Up to Canon 1DsII index

Canon 1Ds mark II gain and full well capacity at ISO 100

Method

See here.

Results

The table below shows statistics of a 200 x 200 pixel area in the centre of each image for the green component after the two frames have been subtracted.

Note that the top five exposures are clipped, and this is why their standard deviation is zero.

The number of electrons is calculated by squaring the signal-to-noise ratio, and the latter is calculated after quadratically subtracting the read noise from the measured noise.

The gain is calculated by dividing the number of electrons by the Mean DN. It is plotted below:

Ideally this should be a straight, horizontal line because the gain is, ex hypothesi, independent of exposure. It should vary only as a function of ISO setting. For the 1DsII at ISO 100 the gain is about 14.

The gain goes wild at low exposures, but this is ok because it becomes increasingly difficult to measure the gain accurately as exposure reduces.

A better estimate of the gain can be got from plotting the number of electrons against DN minus offset:

The white line shows the result of a linear regression on the 17 points between DN=0.5 and DN=3086. The result, with intercept constrained to be zero, is:

Number of electrons = 14.0155 * (DN-offset), R² = 0.9999

Hence I measure the gain of the Canon 1DsII as 14.02 electrons per DN, in the green component of the Bayer array, when written to 12-bit CR2 files.

Since the mean DN-offset at green saturation is 3582.6 (from table above), it follows that the well content of the Canon 1DsII at maximum signal is 3582.6 * 14.0155 = 50,211 electrons.

The full well capacity cannot be measured due to firmware clipping of the signal.
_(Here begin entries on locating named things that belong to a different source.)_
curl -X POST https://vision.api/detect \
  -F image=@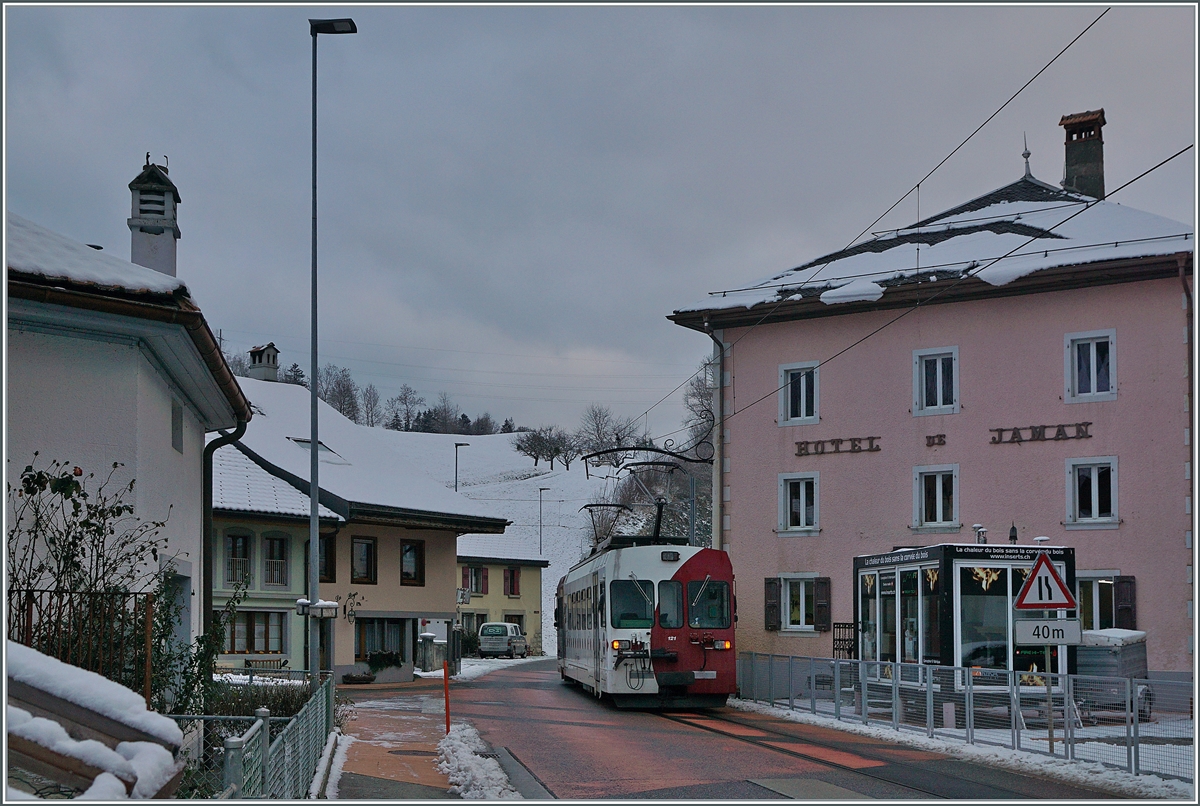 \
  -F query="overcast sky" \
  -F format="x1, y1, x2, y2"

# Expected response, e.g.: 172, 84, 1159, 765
5, 5, 1196, 434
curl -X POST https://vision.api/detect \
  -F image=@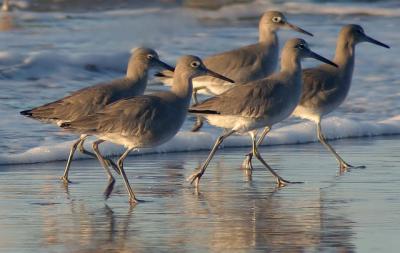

An alternative way of measuring the gain, which also provides an alternative figure for read noise, is to exploit the equation:

N² = (1/g)*S + E², where E is the read noise in DN and g is the gain in electrons per DN.

A graph of measured noise squared against mean DN should therefore be a straight line with gradient 1/g and intercept giving the square of the read noise in DN. This is plotted opposite together with a straight line fit:

This gives gain = 1/0.07118 = 14.049 electrons/DN, a slightly higher figure than that obtained above. The corresponding figure for electrons at maximum signal is 50,331.

The read noise = squareroot(4.04324) = 2.01 DN. This compares with the figure of 1.91 measured by a different technique here.